2016-2018 yılları arasında dünya tiyatro klasiklerinden Ibsen’in Peer Gynt’ü ve Goethe’nin Faust’u için 100 kadar resim yaptım. 2018’de Karl Marx’ın 200. doğum yılı anısına yaptığım resimler Almanya’da büyük beğeni ile karşılandı.2020’de Engels’in 200. doğum yılı anısına, 2021’de Rosa Luxemburg’un 150. doğum yılı anısına resimler yaptım. Bu tarihten sonra da, sanat ve siyasette Türkiye ve dünya tarihine mal olmuş pek çok kişiliğin resimlerini yapmaya devam ettim. 2018’den 2022’ye, şiire ve şairlere olan ilgimi 19. yüzyılın Büyük Macar Şairi Sandor Petöfi için yaptığım resimlerle devam ettirdim. 100 parçalık Nâzım Hikmet resimlerini İstanbul, Ankara ve Berlin’de toplamda 6 kez sergiledim. Nâzım Hikmet resimlerimden ikisi PTT pulu olarak basıldı.  Yapılışından yaklaşık 20 yıl sonra Melankoli Resmi’ni 3 farklı sergide yeni sanatseverlere sergiledim. Resimlerim Türkiye’de ve yurt dışında poster, kartpostal, dergi ve kitap kapaklarında basıldı. Çok sayıda kişisel serginin yanı sıra karma sergilere de katıldım.

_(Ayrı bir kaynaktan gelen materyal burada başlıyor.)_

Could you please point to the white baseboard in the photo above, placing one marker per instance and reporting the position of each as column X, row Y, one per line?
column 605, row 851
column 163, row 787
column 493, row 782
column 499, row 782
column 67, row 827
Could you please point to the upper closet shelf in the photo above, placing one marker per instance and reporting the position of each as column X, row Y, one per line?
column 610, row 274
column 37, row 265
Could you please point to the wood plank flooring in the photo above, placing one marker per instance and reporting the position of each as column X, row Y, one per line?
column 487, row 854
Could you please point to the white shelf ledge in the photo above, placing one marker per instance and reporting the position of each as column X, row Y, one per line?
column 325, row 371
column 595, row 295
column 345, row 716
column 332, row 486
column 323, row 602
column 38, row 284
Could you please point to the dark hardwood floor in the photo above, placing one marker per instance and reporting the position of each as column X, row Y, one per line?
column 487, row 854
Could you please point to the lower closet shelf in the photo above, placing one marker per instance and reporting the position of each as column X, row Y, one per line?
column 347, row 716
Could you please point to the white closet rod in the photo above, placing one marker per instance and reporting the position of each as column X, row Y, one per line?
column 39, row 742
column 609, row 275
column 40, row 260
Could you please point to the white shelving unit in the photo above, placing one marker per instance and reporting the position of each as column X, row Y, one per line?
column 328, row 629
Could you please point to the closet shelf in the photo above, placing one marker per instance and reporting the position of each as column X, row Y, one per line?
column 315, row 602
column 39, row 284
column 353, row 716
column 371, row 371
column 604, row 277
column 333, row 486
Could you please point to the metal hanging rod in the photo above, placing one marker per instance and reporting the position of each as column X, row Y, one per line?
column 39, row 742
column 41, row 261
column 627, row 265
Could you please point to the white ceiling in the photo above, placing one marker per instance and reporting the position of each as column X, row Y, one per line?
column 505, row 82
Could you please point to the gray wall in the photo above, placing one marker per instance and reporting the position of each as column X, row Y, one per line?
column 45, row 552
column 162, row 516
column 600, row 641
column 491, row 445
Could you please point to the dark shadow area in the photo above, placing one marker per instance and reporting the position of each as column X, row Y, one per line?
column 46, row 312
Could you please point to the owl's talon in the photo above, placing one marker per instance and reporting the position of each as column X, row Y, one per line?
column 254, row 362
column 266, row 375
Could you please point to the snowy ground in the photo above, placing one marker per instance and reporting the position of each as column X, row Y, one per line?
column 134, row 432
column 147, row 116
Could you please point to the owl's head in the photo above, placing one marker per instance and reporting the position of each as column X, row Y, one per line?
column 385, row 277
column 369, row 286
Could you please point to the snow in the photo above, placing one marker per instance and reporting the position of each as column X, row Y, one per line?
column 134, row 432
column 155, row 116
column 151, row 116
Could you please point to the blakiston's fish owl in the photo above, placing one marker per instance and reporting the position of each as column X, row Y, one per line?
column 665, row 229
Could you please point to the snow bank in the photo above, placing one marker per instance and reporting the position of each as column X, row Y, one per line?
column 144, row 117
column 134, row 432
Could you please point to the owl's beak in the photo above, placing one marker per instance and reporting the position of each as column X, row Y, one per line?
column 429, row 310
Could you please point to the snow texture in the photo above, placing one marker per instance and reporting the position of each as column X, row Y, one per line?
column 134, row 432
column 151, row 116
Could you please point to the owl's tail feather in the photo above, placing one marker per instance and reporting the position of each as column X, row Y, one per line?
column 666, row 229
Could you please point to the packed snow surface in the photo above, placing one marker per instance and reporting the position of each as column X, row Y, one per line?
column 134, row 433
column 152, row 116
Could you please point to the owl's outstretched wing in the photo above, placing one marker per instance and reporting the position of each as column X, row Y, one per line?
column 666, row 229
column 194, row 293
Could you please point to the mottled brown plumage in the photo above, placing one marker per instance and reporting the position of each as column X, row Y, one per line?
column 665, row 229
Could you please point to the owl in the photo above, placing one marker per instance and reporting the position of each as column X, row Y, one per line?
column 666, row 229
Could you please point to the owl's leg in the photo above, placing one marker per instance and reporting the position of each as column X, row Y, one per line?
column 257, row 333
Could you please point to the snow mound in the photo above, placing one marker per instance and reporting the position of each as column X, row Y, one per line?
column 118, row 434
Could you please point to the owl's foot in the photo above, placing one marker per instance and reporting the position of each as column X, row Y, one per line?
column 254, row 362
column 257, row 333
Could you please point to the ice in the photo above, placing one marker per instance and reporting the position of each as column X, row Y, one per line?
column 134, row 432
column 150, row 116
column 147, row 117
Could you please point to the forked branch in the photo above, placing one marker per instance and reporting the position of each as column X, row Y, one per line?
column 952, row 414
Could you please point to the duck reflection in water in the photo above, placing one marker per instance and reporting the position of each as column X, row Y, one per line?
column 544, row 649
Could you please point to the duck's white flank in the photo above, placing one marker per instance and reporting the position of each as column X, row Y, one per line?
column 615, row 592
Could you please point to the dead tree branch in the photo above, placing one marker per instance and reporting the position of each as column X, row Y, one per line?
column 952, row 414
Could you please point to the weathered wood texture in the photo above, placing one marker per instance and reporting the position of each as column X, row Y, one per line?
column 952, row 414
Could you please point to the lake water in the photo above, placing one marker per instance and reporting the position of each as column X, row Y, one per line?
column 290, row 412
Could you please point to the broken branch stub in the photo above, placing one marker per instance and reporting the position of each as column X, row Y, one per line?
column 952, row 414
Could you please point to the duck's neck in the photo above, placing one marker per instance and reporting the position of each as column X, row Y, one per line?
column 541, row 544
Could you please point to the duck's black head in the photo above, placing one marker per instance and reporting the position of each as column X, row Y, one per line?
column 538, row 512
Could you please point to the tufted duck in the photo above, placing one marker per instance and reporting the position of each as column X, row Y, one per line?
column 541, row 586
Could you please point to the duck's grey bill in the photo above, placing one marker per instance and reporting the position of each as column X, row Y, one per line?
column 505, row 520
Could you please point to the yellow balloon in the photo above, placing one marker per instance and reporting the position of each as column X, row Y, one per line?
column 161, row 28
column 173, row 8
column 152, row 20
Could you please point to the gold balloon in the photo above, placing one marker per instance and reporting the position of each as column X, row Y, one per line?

Büyük Şair Nâzım Hikmet’in “Karlı Kayın Ormanı”, “Masallarım Masalı” ve “Salkımsöğüt” şiirlerinden yaptığım resim dizilerine ara vermeksizin, Büyük Halk Romancısı Yaşar Kemal’in Ağrı Dağı Efsanesi ve İnce Memed romanlarından resimlemelerine devam ettim. Bunlara Yaşar Kemal portrelerini de ekledim. Hemen ardından Büyük Halk Ozanı Aşık Veysel’in yaşamından, türkülerinden etkilenerek yaptığım resimlerine de benzer sevgi ve adanmışlıkla çalıştım ve çalışmaya devam ediyorum. 1998 yılında Özgür Üniversitede kurduğum resim atölyesinde resim derslerine devam etmekte ve resim çalışmalarımı İstanbul’daki atölyemde sürdürmekteyim.